In BMX racing, Prokop has been named an eight-time Czech champion, and collected three gold medals to his career resume at the European Championships. Moreover, he mounted numerous top-three finishes at the UCI BMX World Championships, including his men's cruiser bronze medal in 2002. Prokop also represented his nation Czech Republic at the 2008 Summer Olympics, and more recently, earned his only prestigious title in the men's elite category at the 2012 Red Bull Pump Riders tournament in his home turf Prague.

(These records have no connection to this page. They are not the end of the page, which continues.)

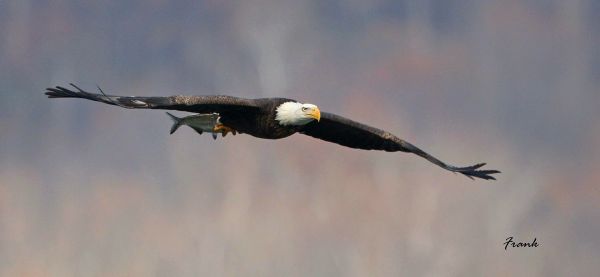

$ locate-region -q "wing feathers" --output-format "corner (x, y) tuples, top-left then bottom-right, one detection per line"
(46, 84), (260, 113)
(301, 112), (500, 180)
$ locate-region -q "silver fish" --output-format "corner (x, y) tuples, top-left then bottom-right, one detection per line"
(167, 112), (227, 139)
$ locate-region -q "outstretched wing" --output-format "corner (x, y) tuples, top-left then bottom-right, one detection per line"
(46, 84), (259, 113)
(301, 112), (500, 180)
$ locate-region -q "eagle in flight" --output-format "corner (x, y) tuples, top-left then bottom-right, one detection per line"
(46, 84), (500, 180)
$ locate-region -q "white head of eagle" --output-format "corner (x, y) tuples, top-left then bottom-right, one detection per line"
(275, 101), (321, 126)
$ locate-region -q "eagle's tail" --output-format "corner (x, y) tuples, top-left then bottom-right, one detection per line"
(401, 141), (500, 180)
(167, 112), (183, 134)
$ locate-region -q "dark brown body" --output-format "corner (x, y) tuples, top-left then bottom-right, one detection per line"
(46, 84), (500, 180)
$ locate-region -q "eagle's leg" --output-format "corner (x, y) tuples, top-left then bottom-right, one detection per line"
(213, 123), (237, 137)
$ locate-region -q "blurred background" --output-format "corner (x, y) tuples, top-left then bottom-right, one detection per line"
(0, 0), (600, 276)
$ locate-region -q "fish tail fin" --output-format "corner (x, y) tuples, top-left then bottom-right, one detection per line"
(167, 112), (183, 134)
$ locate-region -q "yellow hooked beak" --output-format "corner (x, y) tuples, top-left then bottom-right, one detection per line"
(307, 107), (321, 121)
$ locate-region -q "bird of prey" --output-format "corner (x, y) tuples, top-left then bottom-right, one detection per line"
(46, 84), (500, 180)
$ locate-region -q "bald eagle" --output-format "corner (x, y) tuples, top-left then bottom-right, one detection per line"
(46, 84), (500, 180)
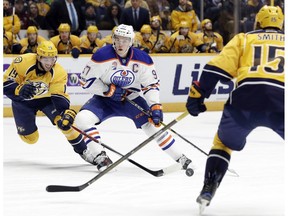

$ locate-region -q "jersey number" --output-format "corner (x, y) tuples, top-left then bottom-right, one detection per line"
(250, 45), (285, 73)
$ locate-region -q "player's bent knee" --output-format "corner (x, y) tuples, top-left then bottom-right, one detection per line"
(19, 130), (39, 144)
(74, 110), (100, 130)
(212, 133), (232, 155)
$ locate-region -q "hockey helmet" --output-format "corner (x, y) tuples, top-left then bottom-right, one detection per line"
(37, 41), (58, 57)
(87, 25), (99, 33)
(201, 19), (212, 30)
(140, 24), (152, 34)
(58, 23), (71, 32)
(255, 5), (284, 29)
(26, 26), (38, 35)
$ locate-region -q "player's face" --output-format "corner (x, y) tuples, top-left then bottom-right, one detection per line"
(151, 19), (160, 29)
(39, 57), (57, 71)
(27, 33), (37, 45)
(179, 28), (189, 36)
(114, 35), (131, 57)
(142, 33), (151, 41)
(205, 22), (212, 30)
(60, 32), (70, 43)
(87, 32), (97, 42)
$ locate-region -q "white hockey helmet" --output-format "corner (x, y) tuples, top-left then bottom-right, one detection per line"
(112, 24), (135, 48)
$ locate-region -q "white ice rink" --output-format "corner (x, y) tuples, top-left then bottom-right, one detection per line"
(3, 112), (287, 216)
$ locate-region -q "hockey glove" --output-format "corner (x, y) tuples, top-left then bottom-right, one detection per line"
(15, 83), (37, 100)
(57, 109), (77, 131)
(104, 84), (127, 101)
(149, 104), (163, 127)
(186, 81), (207, 116)
(71, 47), (80, 58)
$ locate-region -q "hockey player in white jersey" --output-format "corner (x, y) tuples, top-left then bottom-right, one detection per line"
(75, 24), (192, 171)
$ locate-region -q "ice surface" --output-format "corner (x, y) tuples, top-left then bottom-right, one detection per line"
(3, 112), (286, 216)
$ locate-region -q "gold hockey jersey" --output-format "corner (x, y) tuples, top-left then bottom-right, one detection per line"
(200, 29), (285, 112)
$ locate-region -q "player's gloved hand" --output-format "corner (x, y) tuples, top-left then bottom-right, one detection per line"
(57, 109), (77, 131)
(15, 83), (37, 100)
(71, 47), (80, 58)
(149, 104), (163, 127)
(186, 81), (207, 116)
(104, 83), (127, 101)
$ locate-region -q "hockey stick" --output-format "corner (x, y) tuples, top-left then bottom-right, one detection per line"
(125, 98), (239, 177)
(46, 111), (188, 192)
(71, 125), (182, 177)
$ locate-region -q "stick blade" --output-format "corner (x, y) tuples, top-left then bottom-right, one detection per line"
(46, 185), (83, 192)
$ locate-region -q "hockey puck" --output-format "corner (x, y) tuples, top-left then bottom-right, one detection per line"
(185, 168), (194, 176)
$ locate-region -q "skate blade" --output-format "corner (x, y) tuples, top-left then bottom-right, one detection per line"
(199, 199), (209, 215)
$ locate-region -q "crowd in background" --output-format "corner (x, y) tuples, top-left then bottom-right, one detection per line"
(3, 0), (284, 58)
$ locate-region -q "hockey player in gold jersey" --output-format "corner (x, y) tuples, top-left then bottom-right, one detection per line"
(186, 5), (285, 212)
(3, 41), (109, 170)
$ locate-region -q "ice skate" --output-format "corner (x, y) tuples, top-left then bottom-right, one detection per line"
(177, 155), (194, 176)
(94, 151), (112, 172)
(196, 179), (218, 215)
(81, 149), (112, 172)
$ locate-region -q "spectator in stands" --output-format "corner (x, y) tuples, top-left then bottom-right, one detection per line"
(84, 3), (101, 29)
(36, 0), (50, 17)
(12, 26), (46, 54)
(101, 3), (122, 30)
(46, 0), (86, 36)
(169, 21), (208, 53)
(96, 0), (111, 22)
(146, 0), (170, 19)
(160, 6), (172, 30)
(80, 25), (103, 54)
(133, 24), (153, 53)
(204, 0), (222, 24)
(171, 0), (199, 32)
(241, 0), (264, 32)
(28, 2), (48, 30)
(50, 23), (81, 58)
(217, 0), (234, 45)
(101, 26), (117, 46)
(120, 0), (150, 31)
(124, 0), (150, 11)
(14, 0), (29, 29)
(3, 0), (21, 38)
(150, 16), (170, 53)
(3, 28), (17, 54)
(197, 19), (223, 53)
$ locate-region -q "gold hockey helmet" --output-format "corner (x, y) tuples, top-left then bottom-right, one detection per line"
(26, 26), (38, 34)
(58, 23), (71, 32)
(37, 41), (58, 57)
(255, 5), (284, 29)
(87, 25), (99, 33)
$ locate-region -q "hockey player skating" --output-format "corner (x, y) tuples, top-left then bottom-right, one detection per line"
(3, 41), (101, 165)
(75, 24), (192, 174)
(186, 6), (285, 212)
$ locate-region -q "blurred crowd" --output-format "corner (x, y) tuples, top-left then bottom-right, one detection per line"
(3, 0), (284, 58)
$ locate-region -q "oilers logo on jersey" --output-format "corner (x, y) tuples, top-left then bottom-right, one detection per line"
(110, 69), (135, 87)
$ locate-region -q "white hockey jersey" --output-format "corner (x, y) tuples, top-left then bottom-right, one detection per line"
(80, 45), (160, 106)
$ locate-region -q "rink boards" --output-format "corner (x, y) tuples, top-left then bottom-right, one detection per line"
(3, 53), (234, 116)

Because of his ample successes in both BMX and fourcross racing, Prokop has been named the "King of the Czech Cycling" by the nation's governing sport union in 2006. Since he turned himself professional in 1995, Prokop currently races for the Specialized BMX and Fourcross Racing Team.

Prokop qualified for the Czech squad, as the nation's sole male rider, in men's BMX cycling at the 2008 Summer Olympics in Beijing by receiving an automatic berth from the Union Cycliste Internationale (UCI) based on his top-ten performance from the BMX World Rankings. After he grabbed a twentieth seed on the morning prelims with a time of 36.689, Prokop scored a total of 18 placing points to take the sixth spot in his quarterfinal heat, thus eliminating him from the tournament.